Chicken is a popular dish often grilled with Piri-Piri in specialised restaurants. Turkey is a popular choice also, mainly served in steak form. Meat finds its way into stews too, the Cozido is a hearty one-pot dish of various meats, sausages and vegetables. Another tasty one-pot is Arroz de Pato, which is essentially a risotto made from duck, chouriço and rice, finished off in the oven ten minutes before serving. Portugal has a rich tradition of making fine choriço type sausages and hams, many with DOP status, including some great blood sausages. The Alheira is a smoked chicken sausage created by jews during the Inquisition to fake pork consumption.
Many Portuguese small towns have their own dessert, from the famous Pastel de Nata from Belém, the Fradinho of Mafra and the pies of Azeitão. As far as confectionery in Sintra is concerned, the Queijada de Sintra (Sintra tartlets) rules supreme. It is made from an ancient recipe dating back to the Middle Ages.

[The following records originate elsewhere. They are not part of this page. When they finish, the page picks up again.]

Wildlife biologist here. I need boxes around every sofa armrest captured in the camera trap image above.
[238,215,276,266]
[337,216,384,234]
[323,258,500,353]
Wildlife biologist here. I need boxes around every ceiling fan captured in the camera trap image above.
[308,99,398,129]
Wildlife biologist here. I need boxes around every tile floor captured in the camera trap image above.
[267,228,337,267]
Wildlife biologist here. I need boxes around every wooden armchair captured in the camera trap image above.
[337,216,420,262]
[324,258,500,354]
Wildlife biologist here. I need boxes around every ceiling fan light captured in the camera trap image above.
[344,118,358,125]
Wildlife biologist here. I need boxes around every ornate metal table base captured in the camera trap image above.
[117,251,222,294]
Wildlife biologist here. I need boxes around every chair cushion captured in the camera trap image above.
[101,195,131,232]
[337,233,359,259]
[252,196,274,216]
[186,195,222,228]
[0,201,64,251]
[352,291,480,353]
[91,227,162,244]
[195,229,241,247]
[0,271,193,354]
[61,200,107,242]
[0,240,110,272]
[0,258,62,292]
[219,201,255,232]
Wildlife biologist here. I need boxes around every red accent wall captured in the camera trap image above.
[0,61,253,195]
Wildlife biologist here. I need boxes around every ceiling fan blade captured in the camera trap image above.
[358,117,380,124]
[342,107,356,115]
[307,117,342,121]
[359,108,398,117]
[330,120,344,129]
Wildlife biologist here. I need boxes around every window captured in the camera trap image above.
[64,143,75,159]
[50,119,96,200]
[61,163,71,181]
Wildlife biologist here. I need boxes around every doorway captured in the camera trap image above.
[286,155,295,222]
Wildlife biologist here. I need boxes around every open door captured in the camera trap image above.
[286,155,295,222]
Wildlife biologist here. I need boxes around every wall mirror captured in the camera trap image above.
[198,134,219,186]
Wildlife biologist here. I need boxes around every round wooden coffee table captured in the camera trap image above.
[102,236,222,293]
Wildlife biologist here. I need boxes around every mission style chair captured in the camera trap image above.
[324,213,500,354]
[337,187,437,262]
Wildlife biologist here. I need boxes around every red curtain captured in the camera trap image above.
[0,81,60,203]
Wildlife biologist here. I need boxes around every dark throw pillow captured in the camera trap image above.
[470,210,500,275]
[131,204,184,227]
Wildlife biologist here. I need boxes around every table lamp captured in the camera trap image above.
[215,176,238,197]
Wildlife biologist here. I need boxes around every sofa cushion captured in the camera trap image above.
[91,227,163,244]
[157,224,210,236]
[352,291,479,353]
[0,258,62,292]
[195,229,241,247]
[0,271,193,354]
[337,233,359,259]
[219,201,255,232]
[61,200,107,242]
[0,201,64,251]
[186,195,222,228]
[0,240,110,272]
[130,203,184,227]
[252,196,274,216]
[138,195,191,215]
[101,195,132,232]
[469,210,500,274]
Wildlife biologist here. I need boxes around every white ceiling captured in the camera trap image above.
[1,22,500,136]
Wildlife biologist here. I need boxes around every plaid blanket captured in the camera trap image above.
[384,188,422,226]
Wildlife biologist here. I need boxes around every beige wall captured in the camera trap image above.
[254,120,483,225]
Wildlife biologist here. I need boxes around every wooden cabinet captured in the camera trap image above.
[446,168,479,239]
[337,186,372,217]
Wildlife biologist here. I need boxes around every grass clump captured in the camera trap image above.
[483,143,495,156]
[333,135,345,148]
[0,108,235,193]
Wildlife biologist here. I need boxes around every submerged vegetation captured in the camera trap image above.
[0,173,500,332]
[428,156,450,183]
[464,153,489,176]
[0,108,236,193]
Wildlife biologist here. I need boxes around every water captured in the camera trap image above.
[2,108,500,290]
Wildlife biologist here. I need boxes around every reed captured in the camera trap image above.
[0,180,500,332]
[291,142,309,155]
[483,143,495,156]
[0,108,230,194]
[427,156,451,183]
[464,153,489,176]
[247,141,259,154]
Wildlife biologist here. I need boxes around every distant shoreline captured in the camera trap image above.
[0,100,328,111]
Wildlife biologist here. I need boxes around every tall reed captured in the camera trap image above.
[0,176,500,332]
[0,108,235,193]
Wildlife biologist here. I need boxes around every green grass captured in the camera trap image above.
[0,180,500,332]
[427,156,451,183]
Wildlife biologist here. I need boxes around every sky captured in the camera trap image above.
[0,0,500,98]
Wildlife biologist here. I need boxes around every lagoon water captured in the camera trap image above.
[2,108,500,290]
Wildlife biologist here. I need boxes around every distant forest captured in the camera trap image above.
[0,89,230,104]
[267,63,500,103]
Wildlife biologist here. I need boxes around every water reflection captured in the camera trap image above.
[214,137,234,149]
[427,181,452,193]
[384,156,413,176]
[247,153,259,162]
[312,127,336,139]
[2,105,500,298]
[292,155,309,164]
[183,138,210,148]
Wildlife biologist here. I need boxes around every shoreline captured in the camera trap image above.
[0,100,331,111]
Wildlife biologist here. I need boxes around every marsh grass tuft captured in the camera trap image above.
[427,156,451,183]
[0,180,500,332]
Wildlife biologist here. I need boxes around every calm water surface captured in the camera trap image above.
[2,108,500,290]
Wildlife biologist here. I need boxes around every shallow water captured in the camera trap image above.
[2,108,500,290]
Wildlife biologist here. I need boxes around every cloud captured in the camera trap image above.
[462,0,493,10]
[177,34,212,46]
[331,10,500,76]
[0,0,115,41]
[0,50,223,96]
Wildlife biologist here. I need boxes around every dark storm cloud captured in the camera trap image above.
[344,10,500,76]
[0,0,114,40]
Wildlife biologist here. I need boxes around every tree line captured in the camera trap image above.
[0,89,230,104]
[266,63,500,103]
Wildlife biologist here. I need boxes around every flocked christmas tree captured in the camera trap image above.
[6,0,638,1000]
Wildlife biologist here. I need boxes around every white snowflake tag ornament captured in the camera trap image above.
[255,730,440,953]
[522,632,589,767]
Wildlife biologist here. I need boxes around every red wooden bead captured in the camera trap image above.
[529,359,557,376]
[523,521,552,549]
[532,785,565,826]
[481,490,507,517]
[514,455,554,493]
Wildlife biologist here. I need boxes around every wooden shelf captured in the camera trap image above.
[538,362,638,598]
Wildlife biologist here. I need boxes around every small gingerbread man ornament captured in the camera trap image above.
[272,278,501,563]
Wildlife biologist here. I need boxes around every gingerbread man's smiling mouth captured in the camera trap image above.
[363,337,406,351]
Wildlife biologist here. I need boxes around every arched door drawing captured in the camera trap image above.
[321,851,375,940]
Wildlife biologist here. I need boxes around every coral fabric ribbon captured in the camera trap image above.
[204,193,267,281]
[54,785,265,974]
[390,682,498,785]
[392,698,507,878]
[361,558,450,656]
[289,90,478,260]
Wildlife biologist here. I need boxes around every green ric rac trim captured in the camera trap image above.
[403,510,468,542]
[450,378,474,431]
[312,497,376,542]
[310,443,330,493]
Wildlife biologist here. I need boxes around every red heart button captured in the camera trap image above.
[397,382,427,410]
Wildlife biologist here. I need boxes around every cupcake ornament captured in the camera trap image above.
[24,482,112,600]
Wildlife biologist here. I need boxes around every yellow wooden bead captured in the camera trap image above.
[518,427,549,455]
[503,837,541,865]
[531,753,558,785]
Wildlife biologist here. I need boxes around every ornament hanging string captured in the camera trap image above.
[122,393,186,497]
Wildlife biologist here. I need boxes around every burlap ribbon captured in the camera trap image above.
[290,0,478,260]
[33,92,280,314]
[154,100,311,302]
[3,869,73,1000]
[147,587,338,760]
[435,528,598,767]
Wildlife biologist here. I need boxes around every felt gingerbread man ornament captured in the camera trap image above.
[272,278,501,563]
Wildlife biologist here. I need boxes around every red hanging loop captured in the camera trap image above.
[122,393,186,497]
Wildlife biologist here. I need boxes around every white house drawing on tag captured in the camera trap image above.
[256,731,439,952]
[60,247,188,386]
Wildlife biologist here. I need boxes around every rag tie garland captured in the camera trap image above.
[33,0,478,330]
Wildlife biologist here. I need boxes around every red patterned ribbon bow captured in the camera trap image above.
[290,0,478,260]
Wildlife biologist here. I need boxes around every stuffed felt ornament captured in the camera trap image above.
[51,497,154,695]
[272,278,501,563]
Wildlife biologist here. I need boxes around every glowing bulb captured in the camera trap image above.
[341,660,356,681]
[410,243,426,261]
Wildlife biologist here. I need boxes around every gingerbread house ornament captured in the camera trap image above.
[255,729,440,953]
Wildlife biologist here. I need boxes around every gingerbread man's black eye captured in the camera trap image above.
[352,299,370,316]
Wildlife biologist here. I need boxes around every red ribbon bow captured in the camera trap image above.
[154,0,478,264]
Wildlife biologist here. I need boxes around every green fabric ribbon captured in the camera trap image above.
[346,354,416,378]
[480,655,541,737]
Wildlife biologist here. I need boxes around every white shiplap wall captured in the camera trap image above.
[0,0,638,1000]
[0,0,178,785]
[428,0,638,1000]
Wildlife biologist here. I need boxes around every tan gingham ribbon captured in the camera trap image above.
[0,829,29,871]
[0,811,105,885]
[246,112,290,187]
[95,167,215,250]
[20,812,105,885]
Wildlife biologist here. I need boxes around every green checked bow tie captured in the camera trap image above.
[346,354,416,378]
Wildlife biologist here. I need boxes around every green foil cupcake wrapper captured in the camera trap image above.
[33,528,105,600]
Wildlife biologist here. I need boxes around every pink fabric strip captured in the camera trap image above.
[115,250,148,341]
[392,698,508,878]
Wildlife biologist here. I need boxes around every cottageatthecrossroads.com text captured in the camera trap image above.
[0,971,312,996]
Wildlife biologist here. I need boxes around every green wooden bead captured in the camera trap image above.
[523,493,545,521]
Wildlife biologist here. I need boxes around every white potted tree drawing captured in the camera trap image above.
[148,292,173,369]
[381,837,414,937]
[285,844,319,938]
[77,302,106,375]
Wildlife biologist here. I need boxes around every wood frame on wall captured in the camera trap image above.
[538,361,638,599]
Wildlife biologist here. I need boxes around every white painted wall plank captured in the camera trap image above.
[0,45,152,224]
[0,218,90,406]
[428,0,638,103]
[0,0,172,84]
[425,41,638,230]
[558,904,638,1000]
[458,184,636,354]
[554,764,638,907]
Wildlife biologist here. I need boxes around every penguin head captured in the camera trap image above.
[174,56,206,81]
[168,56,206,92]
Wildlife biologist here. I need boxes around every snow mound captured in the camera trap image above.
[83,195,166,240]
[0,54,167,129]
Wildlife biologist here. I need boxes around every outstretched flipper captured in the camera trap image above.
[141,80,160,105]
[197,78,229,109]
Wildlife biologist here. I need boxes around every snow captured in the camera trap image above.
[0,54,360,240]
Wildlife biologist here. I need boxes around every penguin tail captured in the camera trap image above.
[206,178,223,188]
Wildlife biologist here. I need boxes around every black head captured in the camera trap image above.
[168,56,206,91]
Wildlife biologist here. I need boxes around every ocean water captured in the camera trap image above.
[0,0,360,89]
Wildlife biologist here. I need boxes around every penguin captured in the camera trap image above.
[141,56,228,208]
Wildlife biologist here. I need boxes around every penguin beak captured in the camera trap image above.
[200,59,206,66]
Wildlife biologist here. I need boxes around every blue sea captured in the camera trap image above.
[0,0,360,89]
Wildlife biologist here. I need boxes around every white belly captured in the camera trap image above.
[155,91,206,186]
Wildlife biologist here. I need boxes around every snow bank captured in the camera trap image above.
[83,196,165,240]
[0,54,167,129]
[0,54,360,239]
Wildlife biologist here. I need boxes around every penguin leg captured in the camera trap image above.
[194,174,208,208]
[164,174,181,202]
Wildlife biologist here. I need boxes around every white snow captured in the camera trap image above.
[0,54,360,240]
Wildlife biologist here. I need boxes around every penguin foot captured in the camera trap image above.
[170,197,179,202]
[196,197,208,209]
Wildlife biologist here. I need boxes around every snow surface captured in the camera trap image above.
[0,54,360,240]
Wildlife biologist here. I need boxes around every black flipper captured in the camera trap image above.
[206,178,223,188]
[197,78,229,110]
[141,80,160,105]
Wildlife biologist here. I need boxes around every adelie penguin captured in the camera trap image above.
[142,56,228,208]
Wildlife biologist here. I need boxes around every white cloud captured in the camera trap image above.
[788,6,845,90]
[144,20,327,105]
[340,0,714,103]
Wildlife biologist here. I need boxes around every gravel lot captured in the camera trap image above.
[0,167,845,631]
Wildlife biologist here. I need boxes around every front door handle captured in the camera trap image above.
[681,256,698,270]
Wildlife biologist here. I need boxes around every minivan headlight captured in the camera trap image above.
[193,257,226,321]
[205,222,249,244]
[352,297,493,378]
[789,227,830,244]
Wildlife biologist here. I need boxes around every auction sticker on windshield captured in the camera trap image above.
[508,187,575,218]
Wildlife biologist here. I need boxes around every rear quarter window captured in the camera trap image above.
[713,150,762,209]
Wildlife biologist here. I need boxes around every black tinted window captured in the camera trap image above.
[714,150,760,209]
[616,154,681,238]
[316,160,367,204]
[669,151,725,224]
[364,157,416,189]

A filling of curd cheese, ground almonds, egg yokes, sugar and cinnamon cooked in a pastry case and sprinkled with icing sugar.
Another sweet delight is the Travesseiros of Piriquita. Piriquita is already considered a must-see for tourists visiting Sinta. Opened in 1862, Casa Piriquita soon became famous for its puff pastry pies with a filling of almond cream and now have two bakeries in Sintra.
The Colares wine region located around Sintra is one of the worlds oldest producing areas, if not one of the unusual. It is the second oldest demarcated wine regions in Portugal after the Douro. The art of making wine here was introduced by the Romans when they occupied the region. The vines are planted in the dunes which follow the coast, trained low to avoid the Atlantic winds. This terrain proved too harsh for the phylloxera louse that devastated nearly all of Europe's vines in the 19th century. The shortage of competitors led to a boom in the popularity of Colares wines. However, the processes involved in planting and training vines in such an alien environment for grapes is arduous. Production has fallen sharply in the last 50 years from 2,500 acres of vineyards in the 1940s to just 50 acres today.
What is produced is of excellent quality and quite distinct. The acidic and tannic nature of the reds mean they're aged for years before being released on the market. Today there is a consorted effort to revitalise the industry. New vines are being planted in much sort after areas where holiday homes are in high demand.